- Location of Northern Province
- Coordinates: 9°15′N 11°45′W﻿ / ﻿9.250°N 11.750°W
- Country: Sierra Leone
- Capital: Makeni

Area
- • Total: 22,605 km^{2} (8,728 sq mi)

Population (2021 census)
- • Total: 1,316,831
- • Density: 58.254/km^{2} (150.88/sq mi)
- Time zone: UTC0 (Greenwich Mean Time)
- ISO 3166 code: SL-N

= Northern Province, Sierra Leone =

Province of Sierra Leone

The Northern Province (Nɔtan Prɔvins) (commonly referred to as Northern Sierra Leone or simply the North) is one of the five provincial divisions of Sierra Leone. It is located in the Northern geographic region of Sierra Leone. It comprises the following four Districts: Bombali, Falaba, Koinadugu and Tonkolili. The Northern Province has been divided into two Provinces Northwestern Province and Northern Province, today Northern Province covers an area of 22605 km² with a population of 1,316,831, based on the 2021 Sierra Leone national census. It is by far the largest Province of Sierra-Leone and also the least densely populated Province of the country Its administrative and economic center is Makeni. The North borders the North West Province to the West, the Republic of Guinea to the north-east, the Eastern Province and Southern Province to the south-east.

==Geography==
===Overview===

The Northern province is mainly a hilly wooded area with mountainous area farther inland. The region has ranges of Mountains, Hills, Valleys, and Wetlands; comprising unique and endangered species. The region is a political stronghold of the All People's Congress (APC) political party.

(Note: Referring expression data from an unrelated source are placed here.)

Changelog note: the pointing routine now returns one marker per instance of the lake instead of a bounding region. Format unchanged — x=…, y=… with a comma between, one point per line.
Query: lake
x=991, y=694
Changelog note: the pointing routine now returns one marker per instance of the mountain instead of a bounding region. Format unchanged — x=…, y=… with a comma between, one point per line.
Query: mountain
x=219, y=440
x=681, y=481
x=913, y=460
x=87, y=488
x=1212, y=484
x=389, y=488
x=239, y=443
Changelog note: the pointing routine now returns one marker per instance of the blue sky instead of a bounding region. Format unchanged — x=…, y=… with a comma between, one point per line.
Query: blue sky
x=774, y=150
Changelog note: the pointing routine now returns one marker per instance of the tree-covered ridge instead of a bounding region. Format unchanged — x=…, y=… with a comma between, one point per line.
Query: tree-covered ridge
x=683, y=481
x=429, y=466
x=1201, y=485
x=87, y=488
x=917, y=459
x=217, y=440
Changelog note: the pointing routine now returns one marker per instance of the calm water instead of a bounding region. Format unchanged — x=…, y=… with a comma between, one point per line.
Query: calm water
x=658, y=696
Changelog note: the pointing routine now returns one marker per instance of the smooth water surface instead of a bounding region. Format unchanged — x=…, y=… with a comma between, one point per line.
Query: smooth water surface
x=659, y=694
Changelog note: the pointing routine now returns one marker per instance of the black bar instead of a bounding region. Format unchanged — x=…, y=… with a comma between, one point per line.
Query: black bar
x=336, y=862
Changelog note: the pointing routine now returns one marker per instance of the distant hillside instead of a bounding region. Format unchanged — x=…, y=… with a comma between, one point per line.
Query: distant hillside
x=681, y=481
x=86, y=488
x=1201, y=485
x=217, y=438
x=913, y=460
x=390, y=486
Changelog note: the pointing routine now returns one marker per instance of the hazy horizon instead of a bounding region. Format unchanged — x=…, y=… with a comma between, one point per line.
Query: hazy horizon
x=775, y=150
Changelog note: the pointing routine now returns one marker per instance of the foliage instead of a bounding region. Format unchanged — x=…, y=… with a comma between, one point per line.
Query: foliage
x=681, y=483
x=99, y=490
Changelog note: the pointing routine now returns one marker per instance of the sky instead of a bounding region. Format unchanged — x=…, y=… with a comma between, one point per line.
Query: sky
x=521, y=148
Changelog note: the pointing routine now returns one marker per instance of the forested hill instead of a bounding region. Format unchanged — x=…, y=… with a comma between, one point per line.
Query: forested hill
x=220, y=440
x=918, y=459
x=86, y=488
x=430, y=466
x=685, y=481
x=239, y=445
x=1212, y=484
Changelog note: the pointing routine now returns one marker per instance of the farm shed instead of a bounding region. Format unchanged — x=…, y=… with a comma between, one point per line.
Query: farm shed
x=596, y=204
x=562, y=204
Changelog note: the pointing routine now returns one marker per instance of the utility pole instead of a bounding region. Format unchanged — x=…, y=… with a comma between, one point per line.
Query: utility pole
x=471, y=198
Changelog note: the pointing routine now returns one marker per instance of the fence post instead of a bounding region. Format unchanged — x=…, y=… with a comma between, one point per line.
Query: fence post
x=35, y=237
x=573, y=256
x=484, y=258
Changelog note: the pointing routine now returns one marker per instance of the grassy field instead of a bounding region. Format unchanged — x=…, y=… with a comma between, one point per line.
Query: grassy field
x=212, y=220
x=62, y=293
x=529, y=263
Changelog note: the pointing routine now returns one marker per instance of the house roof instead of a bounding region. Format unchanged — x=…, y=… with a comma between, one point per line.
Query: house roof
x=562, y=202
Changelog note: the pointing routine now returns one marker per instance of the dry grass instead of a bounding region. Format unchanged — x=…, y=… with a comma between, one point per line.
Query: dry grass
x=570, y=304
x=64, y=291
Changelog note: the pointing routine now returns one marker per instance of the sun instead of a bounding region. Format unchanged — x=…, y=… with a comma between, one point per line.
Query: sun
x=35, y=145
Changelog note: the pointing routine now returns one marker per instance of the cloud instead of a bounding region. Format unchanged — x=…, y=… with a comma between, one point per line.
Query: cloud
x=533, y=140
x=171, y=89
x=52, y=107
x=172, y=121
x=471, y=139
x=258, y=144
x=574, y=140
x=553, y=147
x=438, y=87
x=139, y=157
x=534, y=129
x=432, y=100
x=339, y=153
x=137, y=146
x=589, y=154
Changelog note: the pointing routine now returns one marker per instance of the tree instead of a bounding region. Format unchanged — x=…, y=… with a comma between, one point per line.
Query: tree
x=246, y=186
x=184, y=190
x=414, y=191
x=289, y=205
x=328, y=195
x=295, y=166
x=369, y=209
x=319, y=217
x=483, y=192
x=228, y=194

The APC currently controls all the elected seats from the North virtually.

===Districts===
The four districts of the Northern Province:

- Bombali District, capital Makeni
- Koinadugu District, capital Kabala
- Falaba District, capital Mongo
- Tonkolili District, capital Magburaka

Prior to 2018, the province also included

- Port Loko District, capital Port Loko
- Kambia District, capital Kambia
- Areas of Bombali district which now make up Karene District

===Borders===
The Northern Province has the following borders:

- Mamou Region, Guinea: north
- Faranah Region, Guinea: northeast
- Nzérékoré Region, Guinea: east
- North West Province: west
- Eastern Province: south
- Southern Province: southwest

===Outamba-Kilimi National Park===
One of the main tourist attraction in the North is the Outamba-Kilimi National Park. The park is one of the most well-known and frequently visited sites in Sierra Leone. The Park is found in the northeastern of Kamakwie in the Bombali District. It is a magical place embedded between two rivers, the Great Scarcies, and the Mongo Rivers. At the park are rare elephants and buffaloes frequently seen following their paths through the dense bush. See the Hippos relaxing in their pools or listen to the songs of the rich bird life and the alarm calls of the various primates while silently paddling along the river in a canoe.

==Ethnic groups==
The Temne people are the largest ethnic group in Northern Sierra Leone. The Temne form the largest ethnic group in every district in the north except Koinadugu District. Other ethnic groups in Northern Sierra Leone with significant population are the Limba, Kuranko, Mandingo, Loko, the Fula, and Yalunka. They are mostly Muslims and they engage in mainly farming and sometimes fishing.